Background In case-cohort studies a random subcohort is selected from the inception cohort and acts as the sample of controls for several outcome investigations. Analysis is conducted using only the cases and the subcohort, with inverse probability weighting (IPW) used to account for the unequal sampling probabilities resulting from the study design. Like all epidemiological studies, case-cohort studies are susceptible to missing data. Multiple imputation (MI) has become increasingly popular for addressing missing data in epidemiological studies. It is currently unclear how best to incorporate the weights from a case-cohort analysis in MI procedures used to address missing covariate data.
Method A simulation study was conducted with missingness in two covariates, motivated by a case study within the Barwon Infant Study. MI methods considered were: using the outcome, a proxy for weights in the simple case-cohort design considered, as a predictor in the imputation model, with and without exposure and covariate interactions; imputing separately within each weight category; and using a weighted imputation model. These methods were compared to a complete case analysis (CCA) within the context of a standard IPW analysis model estimating either the risk or odds ratio. The strength of associations, missing data mechanism, proportion of observations with incomplete covariate data, and subcohort selection probability varied across the simulation scenarios. Methods were also applied to the case study.
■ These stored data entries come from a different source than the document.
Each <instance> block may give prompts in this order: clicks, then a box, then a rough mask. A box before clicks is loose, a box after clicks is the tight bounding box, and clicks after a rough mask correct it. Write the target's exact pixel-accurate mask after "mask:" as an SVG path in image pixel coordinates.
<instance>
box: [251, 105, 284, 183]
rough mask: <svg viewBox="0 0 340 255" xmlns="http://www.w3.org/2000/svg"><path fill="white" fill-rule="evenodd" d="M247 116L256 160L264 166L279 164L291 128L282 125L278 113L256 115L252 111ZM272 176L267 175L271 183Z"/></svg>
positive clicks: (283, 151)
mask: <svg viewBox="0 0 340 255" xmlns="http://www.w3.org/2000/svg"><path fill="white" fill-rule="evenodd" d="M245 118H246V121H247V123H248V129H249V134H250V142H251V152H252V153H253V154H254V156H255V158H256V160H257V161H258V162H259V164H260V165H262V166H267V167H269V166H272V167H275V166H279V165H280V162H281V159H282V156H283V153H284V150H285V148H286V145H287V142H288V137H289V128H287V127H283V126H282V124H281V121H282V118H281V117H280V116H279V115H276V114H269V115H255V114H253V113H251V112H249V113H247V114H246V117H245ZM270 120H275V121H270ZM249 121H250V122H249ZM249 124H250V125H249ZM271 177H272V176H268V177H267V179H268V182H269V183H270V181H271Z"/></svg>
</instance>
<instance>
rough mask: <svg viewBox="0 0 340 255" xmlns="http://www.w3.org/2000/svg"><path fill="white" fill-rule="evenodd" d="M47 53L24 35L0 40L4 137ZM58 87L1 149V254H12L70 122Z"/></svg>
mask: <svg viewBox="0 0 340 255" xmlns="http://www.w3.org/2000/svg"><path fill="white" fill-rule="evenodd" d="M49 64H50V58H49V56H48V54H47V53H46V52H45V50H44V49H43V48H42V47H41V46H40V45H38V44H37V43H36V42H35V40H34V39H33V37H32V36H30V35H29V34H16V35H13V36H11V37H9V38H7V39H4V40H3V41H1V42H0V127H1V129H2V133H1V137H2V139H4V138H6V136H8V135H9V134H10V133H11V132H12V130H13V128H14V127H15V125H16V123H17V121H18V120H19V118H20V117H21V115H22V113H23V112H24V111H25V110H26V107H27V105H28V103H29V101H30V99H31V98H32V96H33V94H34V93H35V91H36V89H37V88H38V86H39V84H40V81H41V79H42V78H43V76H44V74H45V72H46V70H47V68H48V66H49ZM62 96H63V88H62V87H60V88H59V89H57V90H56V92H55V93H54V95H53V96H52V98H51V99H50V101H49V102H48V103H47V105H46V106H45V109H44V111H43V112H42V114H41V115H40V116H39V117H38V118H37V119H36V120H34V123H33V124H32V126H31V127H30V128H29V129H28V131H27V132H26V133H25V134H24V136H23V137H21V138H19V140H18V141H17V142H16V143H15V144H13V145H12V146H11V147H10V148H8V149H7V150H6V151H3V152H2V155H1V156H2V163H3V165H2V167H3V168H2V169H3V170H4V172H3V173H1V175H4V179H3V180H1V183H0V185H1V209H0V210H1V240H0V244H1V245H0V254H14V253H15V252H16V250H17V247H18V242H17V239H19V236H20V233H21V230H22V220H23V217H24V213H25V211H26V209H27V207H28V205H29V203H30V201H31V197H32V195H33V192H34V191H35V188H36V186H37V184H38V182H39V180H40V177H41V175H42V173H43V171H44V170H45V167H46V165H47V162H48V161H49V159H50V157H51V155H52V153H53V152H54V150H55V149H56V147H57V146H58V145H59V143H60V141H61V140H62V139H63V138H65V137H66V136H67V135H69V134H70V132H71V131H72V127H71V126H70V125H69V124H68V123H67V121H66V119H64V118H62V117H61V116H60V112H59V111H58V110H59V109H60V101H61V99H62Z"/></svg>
Results There was similar performance in terms of relative bias and precision with all MI methods across the scenarios considered, with expected improvements compared with the CCA. Slight underestimation of the standard error was seen throughout but the nominal level of coverage (95%) was generally achieved. All MI methods showed a similar increase in precision as the subcohort selection probability increased, irrespective of the scenario. A similar pattern of results was seen in the case study.
Conclusions How weights were incorporated into the imputation model had minimal effect on the performance of MI; this may be due to case-cohort studies only having two weight categories. In this context, inclusion of the outcome in the imputation model was sufficient to account for the unequal sampling probabilities in the analysis model.